Generous Orthodoxy
I have been off of the blog scene for a couple months now. I have still been lurking and occasionally even dropping a mini post. But whenever I try to sit down and really write a post I have been unable to adequately articulate what I am feeling.
You see I Recently read the book “Generous Orthodoxy” by Brian McLaren. This book made me angry, happy, excited and confused all at the same time and I am confident that this is absolutely the authors intent. I have tried to use my blog as a forum to respond to this book but every time I try I get so caught up on one aspect or another of the book that I was unable to say what it is inside me that I feel needs to be said in response to this “literary meany” . This time I have put the book away and I am going to generalize and respond that I believe is the main thrust of McLaren’s message.
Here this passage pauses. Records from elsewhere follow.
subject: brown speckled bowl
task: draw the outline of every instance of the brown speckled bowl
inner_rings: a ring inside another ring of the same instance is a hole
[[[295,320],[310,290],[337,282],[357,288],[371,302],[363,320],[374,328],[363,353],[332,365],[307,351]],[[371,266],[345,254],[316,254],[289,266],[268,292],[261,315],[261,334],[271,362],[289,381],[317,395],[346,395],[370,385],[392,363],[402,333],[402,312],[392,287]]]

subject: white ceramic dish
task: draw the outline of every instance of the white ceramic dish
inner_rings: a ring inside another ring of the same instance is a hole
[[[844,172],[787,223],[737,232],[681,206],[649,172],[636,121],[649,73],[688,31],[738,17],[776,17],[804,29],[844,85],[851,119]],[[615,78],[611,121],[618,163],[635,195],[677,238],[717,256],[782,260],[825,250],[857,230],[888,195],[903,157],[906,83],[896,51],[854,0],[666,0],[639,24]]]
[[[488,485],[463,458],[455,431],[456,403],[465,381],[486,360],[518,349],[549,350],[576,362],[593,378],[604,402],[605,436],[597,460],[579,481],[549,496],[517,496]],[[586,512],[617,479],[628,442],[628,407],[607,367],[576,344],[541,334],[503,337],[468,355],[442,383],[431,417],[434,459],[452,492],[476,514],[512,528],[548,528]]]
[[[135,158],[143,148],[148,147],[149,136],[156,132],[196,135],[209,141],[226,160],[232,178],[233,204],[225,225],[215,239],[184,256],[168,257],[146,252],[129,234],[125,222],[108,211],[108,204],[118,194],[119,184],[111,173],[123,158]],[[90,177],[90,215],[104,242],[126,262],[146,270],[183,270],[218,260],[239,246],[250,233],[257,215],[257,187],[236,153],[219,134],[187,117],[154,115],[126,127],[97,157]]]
However, I will no0t use the book as a reference because that just distracts me.
McLaren argues that Christians have become so fractured and that we have in many cases missed the point as Christians. Now he doesn’t identify one point that is being missed but rather that most of “our” pet points really belong on the periphery and not the center of our spiritual lives.
He does point out three things that all Christians should strive for. (these are not in a particular order they are just all important themes in the book)
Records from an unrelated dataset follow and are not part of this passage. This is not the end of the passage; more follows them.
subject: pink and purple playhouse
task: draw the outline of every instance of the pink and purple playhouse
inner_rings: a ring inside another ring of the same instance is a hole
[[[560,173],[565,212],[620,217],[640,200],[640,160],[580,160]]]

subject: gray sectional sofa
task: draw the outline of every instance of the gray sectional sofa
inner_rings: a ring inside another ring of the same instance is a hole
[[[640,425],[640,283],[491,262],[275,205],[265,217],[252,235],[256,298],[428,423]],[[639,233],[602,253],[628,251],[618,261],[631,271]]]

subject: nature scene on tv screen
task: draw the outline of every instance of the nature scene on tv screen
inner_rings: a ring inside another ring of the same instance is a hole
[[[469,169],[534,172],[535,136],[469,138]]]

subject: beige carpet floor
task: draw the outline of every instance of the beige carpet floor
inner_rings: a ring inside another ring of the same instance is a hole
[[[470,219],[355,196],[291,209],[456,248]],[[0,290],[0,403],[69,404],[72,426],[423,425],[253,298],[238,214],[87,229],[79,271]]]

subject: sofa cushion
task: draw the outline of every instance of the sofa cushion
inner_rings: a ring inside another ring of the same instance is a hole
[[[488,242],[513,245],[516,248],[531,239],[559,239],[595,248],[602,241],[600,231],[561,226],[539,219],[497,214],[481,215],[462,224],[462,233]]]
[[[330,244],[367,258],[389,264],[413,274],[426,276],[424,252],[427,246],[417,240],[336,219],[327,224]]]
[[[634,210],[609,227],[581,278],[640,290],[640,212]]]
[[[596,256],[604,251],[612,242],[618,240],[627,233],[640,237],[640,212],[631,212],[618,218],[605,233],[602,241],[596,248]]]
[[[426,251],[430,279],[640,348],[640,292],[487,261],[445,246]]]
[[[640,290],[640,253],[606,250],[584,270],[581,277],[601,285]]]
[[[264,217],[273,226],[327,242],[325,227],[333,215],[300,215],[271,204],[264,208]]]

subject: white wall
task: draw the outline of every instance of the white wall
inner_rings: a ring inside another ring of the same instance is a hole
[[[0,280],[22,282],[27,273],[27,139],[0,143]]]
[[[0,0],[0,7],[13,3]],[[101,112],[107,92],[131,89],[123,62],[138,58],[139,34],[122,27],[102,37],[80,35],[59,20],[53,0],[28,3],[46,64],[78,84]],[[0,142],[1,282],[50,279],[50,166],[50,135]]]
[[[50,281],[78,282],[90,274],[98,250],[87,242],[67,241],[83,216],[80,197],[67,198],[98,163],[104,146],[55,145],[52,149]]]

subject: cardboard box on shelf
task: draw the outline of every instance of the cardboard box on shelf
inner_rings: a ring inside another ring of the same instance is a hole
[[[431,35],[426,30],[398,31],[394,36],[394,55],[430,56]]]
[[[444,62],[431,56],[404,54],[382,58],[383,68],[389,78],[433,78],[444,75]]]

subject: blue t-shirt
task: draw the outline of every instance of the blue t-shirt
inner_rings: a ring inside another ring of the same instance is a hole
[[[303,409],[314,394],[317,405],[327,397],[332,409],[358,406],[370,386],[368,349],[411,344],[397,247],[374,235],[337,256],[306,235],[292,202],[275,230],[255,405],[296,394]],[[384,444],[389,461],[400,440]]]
Christians should be “missional” (missional as in acting in such away as to be consistent with or further the mission of God. Not necessarily the traditional evangelism exclusive understanding of the word.)
Christians should strive to Truly Love their Neighbors
Unity among all Christians is essential.
All three of these things are things that I whole heartly agree with what has me so disturbed is the plan he describes to achieving them. My big concern is this.
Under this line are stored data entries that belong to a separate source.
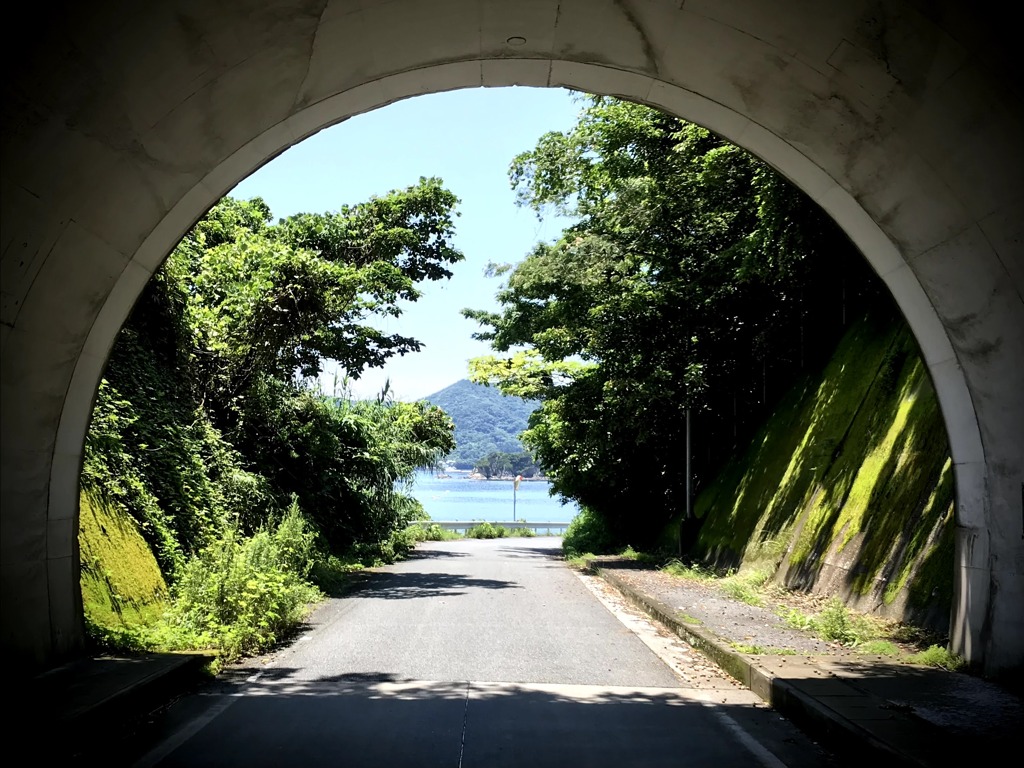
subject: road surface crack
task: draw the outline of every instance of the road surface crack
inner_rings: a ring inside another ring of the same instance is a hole
[[[462,768],[462,756],[466,753],[466,724],[469,722],[469,686],[466,681],[466,706],[462,710],[462,744],[459,746],[459,768]]]

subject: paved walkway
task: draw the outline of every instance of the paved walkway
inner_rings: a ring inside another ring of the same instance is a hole
[[[701,650],[775,710],[853,759],[875,766],[947,766],[983,755],[1017,751],[1021,699],[978,678],[897,664],[847,652],[803,655],[746,654],[733,643],[757,645],[751,623],[730,636],[723,622],[694,623],[685,582],[675,594],[640,590],[628,564],[605,561],[594,572],[625,600]],[[657,593],[657,594],[655,594]],[[681,610],[681,607],[687,610]],[[686,615],[687,621],[680,617]],[[768,617],[765,617],[766,621]],[[41,746],[99,736],[98,724],[138,717],[171,701],[201,680],[203,657],[149,655],[84,659],[32,681],[9,735]],[[35,733],[38,733],[36,736]],[[10,741],[8,743],[11,743]]]
[[[780,627],[769,608],[709,594],[684,579],[641,578],[643,569],[629,561],[599,558],[592,572],[841,754],[875,765],[939,768],[1019,751],[1024,702],[998,685],[823,643]],[[737,645],[804,652],[751,654]]]

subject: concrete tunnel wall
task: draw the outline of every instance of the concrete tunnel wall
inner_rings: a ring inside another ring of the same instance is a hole
[[[84,435],[114,338],[181,236],[326,126],[509,85],[700,123],[846,230],[907,318],[946,422],[952,649],[991,673],[1024,663],[1024,98],[984,3],[117,0],[39,13],[31,34],[11,30],[0,188],[0,636],[24,668],[81,649]]]

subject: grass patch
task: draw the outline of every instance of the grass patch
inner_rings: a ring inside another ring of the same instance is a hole
[[[582,555],[566,555],[565,562],[570,568],[578,568],[581,571],[590,570],[590,564],[596,558],[593,552],[584,552]]]
[[[858,653],[872,656],[886,656],[899,662],[938,667],[951,672],[963,669],[966,662],[960,656],[951,654],[946,647],[932,644],[916,653],[908,653],[903,644],[921,644],[932,633],[906,624],[886,624],[879,619],[852,613],[839,598],[833,597],[825,608],[815,615],[808,615],[790,608],[780,614],[786,624],[794,629],[809,632],[814,636],[853,648]]]
[[[704,623],[703,621],[698,619],[696,616],[691,616],[688,613],[679,612],[679,613],[676,614],[676,618],[679,619],[681,622],[683,622],[683,624],[692,624],[694,626],[698,626],[698,625]]]
[[[748,605],[763,604],[761,592],[772,576],[770,567],[761,567],[739,573],[729,572],[719,577],[707,566],[700,563],[684,563],[678,559],[669,560],[661,566],[661,571],[680,579],[715,582],[726,595]]]
[[[752,656],[796,656],[792,648],[774,648],[770,645],[745,645],[743,643],[730,643],[734,650],[740,653],[749,653]]]
[[[663,573],[675,576],[679,579],[692,579],[694,581],[710,581],[715,578],[714,572],[700,563],[684,563],[682,560],[673,558],[661,567]]]
[[[616,551],[616,542],[607,523],[589,507],[583,507],[565,530],[562,550],[570,557],[586,553],[610,555]]]
[[[903,655],[903,650],[891,640],[868,640],[863,645],[858,646],[857,650],[870,656],[899,658]]]
[[[474,525],[472,528],[466,531],[467,539],[503,539],[508,534],[508,530],[501,525],[491,525],[490,523],[480,523]]]
[[[761,589],[771,578],[772,572],[767,568],[756,568],[740,571],[726,576],[720,581],[722,591],[734,600],[748,605],[761,605]]]
[[[877,622],[867,616],[852,613],[838,597],[830,598],[821,612],[814,616],[790,608],[782,613],[782,618],[794,629],[810,632],[821,640],[851,648],[859,648],[865,643],[878,640],[881,634]]]
[[[950,672],[963,669],[966,665],[964,659],[954,653],[950,653],[943,645],[932,645],[918,653],[907,656],[906,661],[911,664],[922,664],[926,667],[939,667]]]
[[[467,539],[509,539],[513,537],[532,538],[537,534],[532,528],[506,528],[493,523],[480,523],[466,531]]]
[[[423,541],[454,541],[461,539],[462,534],[458,531],[449,531],[447,528],[442,528],[437,523],[431,523],[425,528],[417,526],[423,531]]]
[[[661,558],[657,555],[652,555],[649,552],[638,552],[631,546],[627,546],[624,550],[619,552],[618,556],[623,560],[631,560],[635,563],[654,565],[661,562]]]
[[[786,622],[786,626],[799,629],[802,632],[814,632],[813,616],[803,611],[798,611],[796,608],[783,608],[780,611],[780,615],[782,620]]]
Mclaren would have us down play our doctrinal distinctive in an effort to achieve unity: While it is important to be generous regarding orthodoxy. I believe that none of us have the answer but simply accepting that truth and simply focusing on the “non negotionables of our faith sounds a lot like throwing in the towel, with regard to understanding the complexities of God just because we never will understand God fully is not an excuse not to look into the subtleties of our creator.
The fact is I have some Truth as a Salvationist that a Baptist doesn’t have but he also has an import lesson to teach me and if we can truly love each other first than we should be able to enter into a dialogue with our Christian brothers and sisters and celebrate a unity with our diversity.
Once again I believe if we could learn to really love the way Christ wanted us to most of our other problems would be a lot easier to figure out.